Edric sighed. "You won't move before I tell you, will you? Very well. Let's say I have a package to deliver. I have to admit that I'm curious at what it reads. Arthur would not tell me, although he intends to have copies send to every important House in the realm to let everyone know, just like everyone will get to know that you've been discarded and your children made bastards… once the Prince of Dragonstone is finished using Dorne to fight his battles. By the way, these men Prince Lewyn is leading? Forget about them. They're marching back. We are not fighting for Lyanna Stark and her son and that's it."

He produced a sealed parchment and handed it to Rhaegar. And a length of white cloth that he tossed on the floor as if he could not wait to get rid of it. "White was never Arthur's colour anyway," he said.
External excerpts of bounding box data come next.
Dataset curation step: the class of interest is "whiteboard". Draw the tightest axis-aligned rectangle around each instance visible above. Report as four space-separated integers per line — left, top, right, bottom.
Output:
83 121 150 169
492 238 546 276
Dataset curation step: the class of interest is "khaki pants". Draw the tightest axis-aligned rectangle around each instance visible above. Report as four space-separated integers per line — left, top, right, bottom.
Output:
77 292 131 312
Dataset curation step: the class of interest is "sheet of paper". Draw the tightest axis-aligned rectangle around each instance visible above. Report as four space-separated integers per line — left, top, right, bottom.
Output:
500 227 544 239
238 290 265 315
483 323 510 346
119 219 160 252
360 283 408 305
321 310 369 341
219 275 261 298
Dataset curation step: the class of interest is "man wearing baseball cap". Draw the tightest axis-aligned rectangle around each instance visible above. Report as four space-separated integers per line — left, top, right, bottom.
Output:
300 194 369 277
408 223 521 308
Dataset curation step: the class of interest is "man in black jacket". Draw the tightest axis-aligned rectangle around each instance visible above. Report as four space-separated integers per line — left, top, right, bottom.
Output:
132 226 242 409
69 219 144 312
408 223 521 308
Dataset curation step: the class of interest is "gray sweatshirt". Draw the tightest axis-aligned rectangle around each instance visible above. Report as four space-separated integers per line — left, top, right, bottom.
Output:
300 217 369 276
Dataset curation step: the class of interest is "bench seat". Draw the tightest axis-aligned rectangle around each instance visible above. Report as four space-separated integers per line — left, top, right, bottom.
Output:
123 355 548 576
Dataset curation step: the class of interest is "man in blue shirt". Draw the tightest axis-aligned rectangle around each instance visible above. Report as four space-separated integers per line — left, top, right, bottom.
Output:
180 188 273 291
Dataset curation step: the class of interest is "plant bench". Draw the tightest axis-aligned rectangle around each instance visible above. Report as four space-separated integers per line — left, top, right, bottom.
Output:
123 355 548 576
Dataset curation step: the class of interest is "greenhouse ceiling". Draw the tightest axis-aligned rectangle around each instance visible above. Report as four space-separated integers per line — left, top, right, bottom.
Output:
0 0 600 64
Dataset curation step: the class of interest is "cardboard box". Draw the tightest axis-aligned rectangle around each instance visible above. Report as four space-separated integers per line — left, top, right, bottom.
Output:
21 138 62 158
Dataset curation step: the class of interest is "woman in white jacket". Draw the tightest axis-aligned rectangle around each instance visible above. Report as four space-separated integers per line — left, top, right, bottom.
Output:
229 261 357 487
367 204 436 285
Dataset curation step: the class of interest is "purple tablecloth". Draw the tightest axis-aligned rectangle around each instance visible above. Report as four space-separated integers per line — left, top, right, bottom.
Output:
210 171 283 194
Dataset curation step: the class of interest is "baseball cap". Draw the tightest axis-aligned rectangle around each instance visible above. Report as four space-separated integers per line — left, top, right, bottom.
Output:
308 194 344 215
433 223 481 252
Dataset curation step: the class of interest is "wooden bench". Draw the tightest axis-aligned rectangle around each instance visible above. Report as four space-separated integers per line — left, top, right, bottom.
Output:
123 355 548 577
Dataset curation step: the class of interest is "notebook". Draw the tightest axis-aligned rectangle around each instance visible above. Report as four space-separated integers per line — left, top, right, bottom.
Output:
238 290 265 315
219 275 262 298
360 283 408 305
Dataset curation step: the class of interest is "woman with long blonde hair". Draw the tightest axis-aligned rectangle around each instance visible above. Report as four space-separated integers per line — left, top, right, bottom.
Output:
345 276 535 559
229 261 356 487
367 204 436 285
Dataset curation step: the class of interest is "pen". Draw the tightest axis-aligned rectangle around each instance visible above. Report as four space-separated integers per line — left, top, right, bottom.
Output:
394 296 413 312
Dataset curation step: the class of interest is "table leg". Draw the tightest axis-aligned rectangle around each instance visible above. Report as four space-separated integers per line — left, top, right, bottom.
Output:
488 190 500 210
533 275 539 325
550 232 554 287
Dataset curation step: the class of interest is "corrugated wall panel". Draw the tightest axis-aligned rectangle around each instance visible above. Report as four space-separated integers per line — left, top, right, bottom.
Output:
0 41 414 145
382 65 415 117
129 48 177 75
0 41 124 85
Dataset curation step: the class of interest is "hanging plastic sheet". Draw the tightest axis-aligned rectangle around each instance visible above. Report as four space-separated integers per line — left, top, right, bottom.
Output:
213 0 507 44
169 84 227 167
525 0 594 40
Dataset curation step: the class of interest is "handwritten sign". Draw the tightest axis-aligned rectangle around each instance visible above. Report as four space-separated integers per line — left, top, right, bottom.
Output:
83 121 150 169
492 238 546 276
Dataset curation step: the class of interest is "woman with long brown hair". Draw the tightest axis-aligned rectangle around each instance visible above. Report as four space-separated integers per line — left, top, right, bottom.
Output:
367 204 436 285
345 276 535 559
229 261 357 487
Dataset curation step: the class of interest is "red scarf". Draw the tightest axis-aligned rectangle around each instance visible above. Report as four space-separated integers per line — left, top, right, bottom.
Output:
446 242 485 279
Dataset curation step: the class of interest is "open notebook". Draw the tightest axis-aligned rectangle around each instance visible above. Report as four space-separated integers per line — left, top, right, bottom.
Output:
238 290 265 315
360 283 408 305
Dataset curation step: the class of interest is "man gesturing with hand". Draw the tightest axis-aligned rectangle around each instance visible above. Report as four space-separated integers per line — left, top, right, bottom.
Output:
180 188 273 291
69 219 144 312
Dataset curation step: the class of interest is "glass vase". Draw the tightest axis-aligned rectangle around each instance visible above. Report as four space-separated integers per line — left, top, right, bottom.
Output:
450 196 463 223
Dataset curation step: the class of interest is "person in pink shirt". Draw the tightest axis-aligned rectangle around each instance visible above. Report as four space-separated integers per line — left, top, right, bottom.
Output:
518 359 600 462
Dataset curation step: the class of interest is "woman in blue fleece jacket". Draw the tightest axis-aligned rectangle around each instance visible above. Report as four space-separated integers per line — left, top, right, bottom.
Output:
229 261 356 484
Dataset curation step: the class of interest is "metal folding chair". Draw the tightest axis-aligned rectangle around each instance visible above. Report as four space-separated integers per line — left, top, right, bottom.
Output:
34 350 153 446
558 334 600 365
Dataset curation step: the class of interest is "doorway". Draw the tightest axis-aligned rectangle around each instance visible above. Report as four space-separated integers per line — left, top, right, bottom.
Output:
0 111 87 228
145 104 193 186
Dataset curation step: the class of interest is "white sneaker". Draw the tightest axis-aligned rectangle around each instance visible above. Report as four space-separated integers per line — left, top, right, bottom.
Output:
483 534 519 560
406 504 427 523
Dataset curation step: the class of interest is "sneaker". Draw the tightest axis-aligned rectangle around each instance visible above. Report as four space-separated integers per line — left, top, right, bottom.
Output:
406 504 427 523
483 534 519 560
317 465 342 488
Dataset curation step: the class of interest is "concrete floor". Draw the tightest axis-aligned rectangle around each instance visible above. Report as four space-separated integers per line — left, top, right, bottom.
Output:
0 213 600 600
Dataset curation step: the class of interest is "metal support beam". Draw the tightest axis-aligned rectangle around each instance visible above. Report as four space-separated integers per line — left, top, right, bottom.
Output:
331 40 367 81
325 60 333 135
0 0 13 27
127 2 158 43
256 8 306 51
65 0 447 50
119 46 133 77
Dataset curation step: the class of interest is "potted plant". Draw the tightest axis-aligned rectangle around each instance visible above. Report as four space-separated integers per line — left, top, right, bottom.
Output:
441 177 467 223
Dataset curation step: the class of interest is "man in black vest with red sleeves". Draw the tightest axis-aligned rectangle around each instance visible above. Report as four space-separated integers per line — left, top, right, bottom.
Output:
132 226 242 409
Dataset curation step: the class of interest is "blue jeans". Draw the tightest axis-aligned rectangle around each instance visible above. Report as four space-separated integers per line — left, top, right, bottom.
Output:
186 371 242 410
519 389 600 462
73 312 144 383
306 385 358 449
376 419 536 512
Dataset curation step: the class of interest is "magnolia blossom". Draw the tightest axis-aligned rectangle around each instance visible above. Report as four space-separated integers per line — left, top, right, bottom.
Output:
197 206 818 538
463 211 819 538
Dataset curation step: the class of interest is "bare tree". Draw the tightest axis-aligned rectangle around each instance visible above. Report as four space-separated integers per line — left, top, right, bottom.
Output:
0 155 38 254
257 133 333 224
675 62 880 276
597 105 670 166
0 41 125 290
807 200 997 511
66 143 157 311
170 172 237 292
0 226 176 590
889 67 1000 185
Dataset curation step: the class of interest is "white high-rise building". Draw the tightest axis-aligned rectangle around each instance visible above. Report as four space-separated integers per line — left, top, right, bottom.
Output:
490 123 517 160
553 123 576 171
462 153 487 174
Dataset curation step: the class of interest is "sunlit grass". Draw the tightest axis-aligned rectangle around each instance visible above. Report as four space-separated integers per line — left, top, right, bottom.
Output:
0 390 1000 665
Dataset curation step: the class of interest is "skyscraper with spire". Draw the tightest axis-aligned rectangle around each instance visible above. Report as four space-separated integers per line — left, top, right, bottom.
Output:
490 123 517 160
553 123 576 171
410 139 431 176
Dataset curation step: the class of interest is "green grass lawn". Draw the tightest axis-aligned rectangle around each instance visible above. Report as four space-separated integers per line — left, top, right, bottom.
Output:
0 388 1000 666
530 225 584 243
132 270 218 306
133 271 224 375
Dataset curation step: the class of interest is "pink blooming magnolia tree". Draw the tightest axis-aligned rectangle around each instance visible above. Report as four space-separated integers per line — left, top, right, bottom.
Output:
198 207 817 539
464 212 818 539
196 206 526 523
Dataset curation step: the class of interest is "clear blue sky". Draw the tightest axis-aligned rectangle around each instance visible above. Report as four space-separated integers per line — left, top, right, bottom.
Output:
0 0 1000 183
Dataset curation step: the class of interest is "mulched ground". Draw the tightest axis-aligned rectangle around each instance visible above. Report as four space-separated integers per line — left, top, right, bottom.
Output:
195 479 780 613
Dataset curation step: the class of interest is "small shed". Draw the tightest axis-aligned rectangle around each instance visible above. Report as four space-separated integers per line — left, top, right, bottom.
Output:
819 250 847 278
Aboard the ship, Elia turned back to watch the lights of the city that had given her nothing but disdain and humiliation. She held Aegon closer and wondered if Rhaegar had made it safely back to the Red Keep after leading them out through the secret passages that he had known were there all along. She hoped that a random cutthroat will cross paths with him before he returned to the castle where everything he had stood for before Lyanna Stark had fled, leaving only a parchment that had made him white with anger and a length of white cloth. Just a white cloak and nothing else.